Part of the big idea around updating the rules is to stop that cycle of building brand new roads and then retrofitting them right away, but it’s unclear whether the proposed guidelines in front of council on Tuesday go far enough.
The National Association of City Transportation Officials (NACTO), the leading authority on progressive road design, recommends lane widths of 10 to 11 feet (3.0 to 3.4 metres).
“Lanes greater than 11 feet [3.4 metres] should not be used as they may cause unintended speeding and assume valuable right of way at the expense of other modes,” NACTO says on its website.

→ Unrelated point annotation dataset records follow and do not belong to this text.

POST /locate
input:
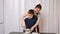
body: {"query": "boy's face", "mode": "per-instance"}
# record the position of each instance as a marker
(37, 10)
(30, 16)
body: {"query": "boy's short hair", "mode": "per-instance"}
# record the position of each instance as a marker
(31, 11)
(38, 6)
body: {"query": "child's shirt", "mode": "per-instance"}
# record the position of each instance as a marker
(30, 22)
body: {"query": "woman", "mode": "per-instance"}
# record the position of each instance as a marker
(37, 10)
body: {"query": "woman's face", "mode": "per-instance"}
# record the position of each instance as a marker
(36, 10)
(30, 16)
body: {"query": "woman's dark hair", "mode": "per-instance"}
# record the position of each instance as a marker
(31, 11)
(38, 6)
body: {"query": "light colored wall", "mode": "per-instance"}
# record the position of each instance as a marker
(1, 17)
(58, 13)
(11, 16)
(13, 9)
(48, 14)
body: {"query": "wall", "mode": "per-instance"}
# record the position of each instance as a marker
(13, 10)
(48, 14)
(1, 17)
(58, 15)
(11, 16)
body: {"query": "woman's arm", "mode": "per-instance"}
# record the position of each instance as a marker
(38, 21)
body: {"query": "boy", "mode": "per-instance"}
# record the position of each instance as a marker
(30, 20)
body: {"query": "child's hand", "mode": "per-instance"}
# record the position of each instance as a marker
(32, 29)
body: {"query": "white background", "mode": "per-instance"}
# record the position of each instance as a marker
(13, 10)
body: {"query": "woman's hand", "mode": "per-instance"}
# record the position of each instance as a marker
(31, 29)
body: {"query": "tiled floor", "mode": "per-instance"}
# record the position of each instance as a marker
(22, 33)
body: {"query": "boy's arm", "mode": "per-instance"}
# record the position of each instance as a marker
(38, 21)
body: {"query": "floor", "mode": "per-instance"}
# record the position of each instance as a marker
(22, 33)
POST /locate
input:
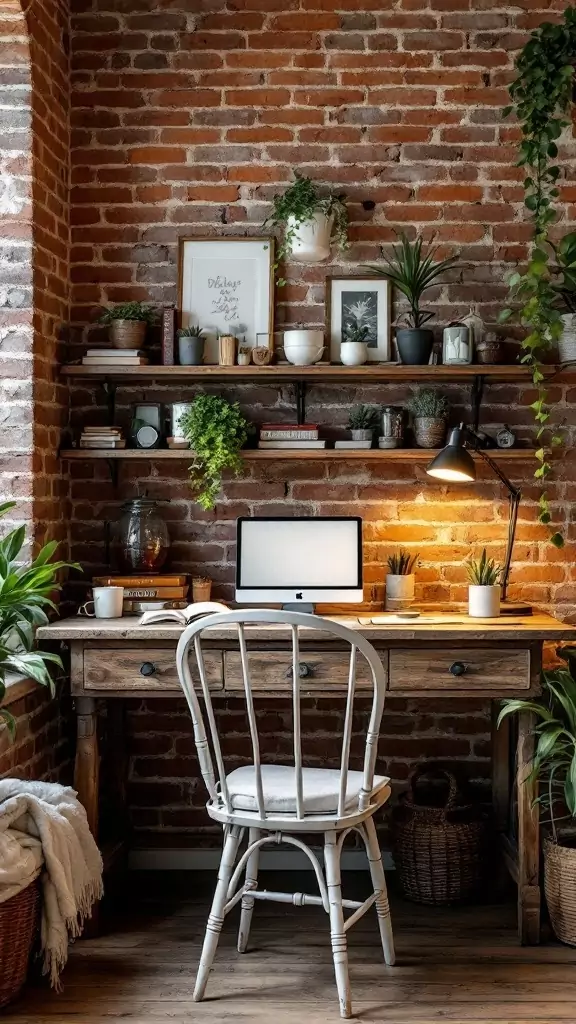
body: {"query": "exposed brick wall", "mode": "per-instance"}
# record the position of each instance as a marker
(186, 122)
(34, 307)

HRM’s current design guidelines call for between 3.0 (for turning lanes) and 5.5 metres. The proposed new guidelines call for between 3.0 (for turning lanes) and 4.1 metres, with a minimum of 3.4 metres for any lane seeing bus or truck traffic.
Comparing street design guidelines in the existing and proposed rules shows some of them are not changing all that much.
Under existing rules, an “urban major collector with turning lane” calls for four lanes 3.5 metres wide, a centre turning lane of 3.3 metres, and 1.5-metre unprotected bike lanes on either side.
Under the new rules, a “regional centre residential major collector” calls for two travel lanes of between 3.3 and 4.0 metres, a turning lane of 3.0 to 3.5 metres, if required, and a parking lane of 2.2 to 2.4 metres, if required.
As another example, under existing rules, a “rural local” road calls for two lanes 3.2 metres wide.
Under the new rules, a “rural local” road calls for two lanes between 3.0 and 3.3 metres wide.
That means rural local roads, the kind with ditches and no sidewalks, aren’t likely to get any narrower. Some could be built wider.
If roads built under these new rules are still too wide, they’ll still require traffic calming in the future.
The target design speeds in the new guidelines are also higher than council was looking for — up to 50 km/h on local roads, 60 km/h on collector roads, and 80 km/h on arterial roads. The design speed is generally higher than the posted speed limit. One city managed offered an example: highways are built to 120 km/h and then get 110 km/h speed limits.
Councillors raised these issues with staff, and they were told the roads still need to be wide and designed to higher speeds to accommodate fire trucks, buses, parking, and snow clearing.
“That is why in some cases those local streets are slightly wider than the bare minimum because we do need to account for those uses,” said Anne Sherwood, program manager of engineering design.
“The other thing is that when we get to an intersection and we need to make a turn, although we’re primarily designing for passenger vehicle and trying to keep things as tight as we can, we do recognize that we need to account for service vehicles.”
Councillors were also told that asking for changes would delay the new guidelines, leading to more of the kind of “unmitigated disaster” found in Outhit’s district.
Rather than move amendments and delay the process for the Red Book update, councillors asked for a series of extra staff reports with plans to amend the rules in the future. Those were reports on:
- “Basing design speeds on street typologies; Reducing design speeds for minor and major collectors to 40-50 km/hr; and
Reducing design speeds for local streets 25-40 km/h”
- “reducing the minimum width of minor collector roadways to seven meters;”
- “the benefits either requiring two sidewalks on a street or a design as a Residential Shared Street”
- “the benefits of adding raised intersections to the Municipal Design Guidelines; and”
- “looking at the benefits of adding medians and islands to the Municipal Design Guidelines.”
The guidelines passed first reading at council on Tuesday. They will come back for second reading and a public hearing before becoming law.